Ufa Institute of Chemistry, UFA Federal Research Centre of the Russian Academy of Sciences, Pr. Oktyabrya, 450054 Ufa, Russia.
Laboratory of Metabotropic Drugs, Scientific Center for Innovative Drugs, Volgograd State Medical University, Novorossiyskaya St. 39, 400087 Volgograd, Russia.
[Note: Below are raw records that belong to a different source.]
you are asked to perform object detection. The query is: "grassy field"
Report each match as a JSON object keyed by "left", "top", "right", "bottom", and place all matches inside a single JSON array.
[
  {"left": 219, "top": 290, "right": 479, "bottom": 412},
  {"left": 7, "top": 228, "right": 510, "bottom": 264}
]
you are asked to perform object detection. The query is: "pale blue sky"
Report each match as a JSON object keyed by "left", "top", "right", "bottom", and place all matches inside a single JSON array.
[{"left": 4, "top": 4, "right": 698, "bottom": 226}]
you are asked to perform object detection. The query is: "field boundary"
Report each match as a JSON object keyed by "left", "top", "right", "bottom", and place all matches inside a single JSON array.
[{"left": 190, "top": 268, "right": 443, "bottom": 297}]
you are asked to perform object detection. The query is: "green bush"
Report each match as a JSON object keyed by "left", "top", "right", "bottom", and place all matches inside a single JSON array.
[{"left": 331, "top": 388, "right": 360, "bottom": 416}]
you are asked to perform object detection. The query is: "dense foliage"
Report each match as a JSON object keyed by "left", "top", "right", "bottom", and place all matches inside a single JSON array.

Int J Mol Sci. 2022 Jan 19;23(3):1075. doi: 10.3390/ijms23031075.
This review comprehensively describes the recent advances in the synthesis and pharmacological evaluation of steroid polyamines squalamine, trodusquemine, ceragenins, claramine, and their diverse analogs and derivatives, with a special focus on their complete synthesis from cholic acids, as well as an antibacterial and antiviral, neuroprotective, antiangiogenic, antitumor, antiobesity and weight-loss activity, antiatherogenic, regenerative, and anxiolytic properties. Trodusquemine is the most-studied small-molecule allosteric PTP1B inhibitor. The discovery of squalamine as the first representative of a previously unknown class of natural antibiotics of animal origin stimulated extensive research of terpenoids (especially triterpenoids) comprising polyamine fragments. During the last decade, this new class of biologically active semisynthetic natural product derivatives demonstrated the possibility to form supramolecular networks, which opens up many possibilities for the use of such structures for drug delivery systems in serum or other body fluids.
这篇综述全面描述了甾体聚胺鲨胺、曲多沙胺、神经酰胺、克拉胺及其多种类似物和衍生物的合成和药理学评价的最新进展,特别关注它们从胆酸的全合成,以及抗菌和抗病毒、神经保护、抗血管生成、抗肿瘤、抗肥胖和减肥、抗动脉粥样硬化、再生和抗焦虑特性。曲多沙胺是研究最多的小分子变构 PTP1B 抑制剂。鲨胺的发现是动物来源的先前未知的天然抗生素新类别的第一个代表,这激发了对包含聚胺片段的萜类化合物(特别是三萜类化合物)的广泛研究。在过去的十年中,这类新的生物活性半合成天然产物衍生物展示了形成超分子网络的可能性,这为将此类结构用于血清或其他体液中的药物输送系统开辟了许多可能性。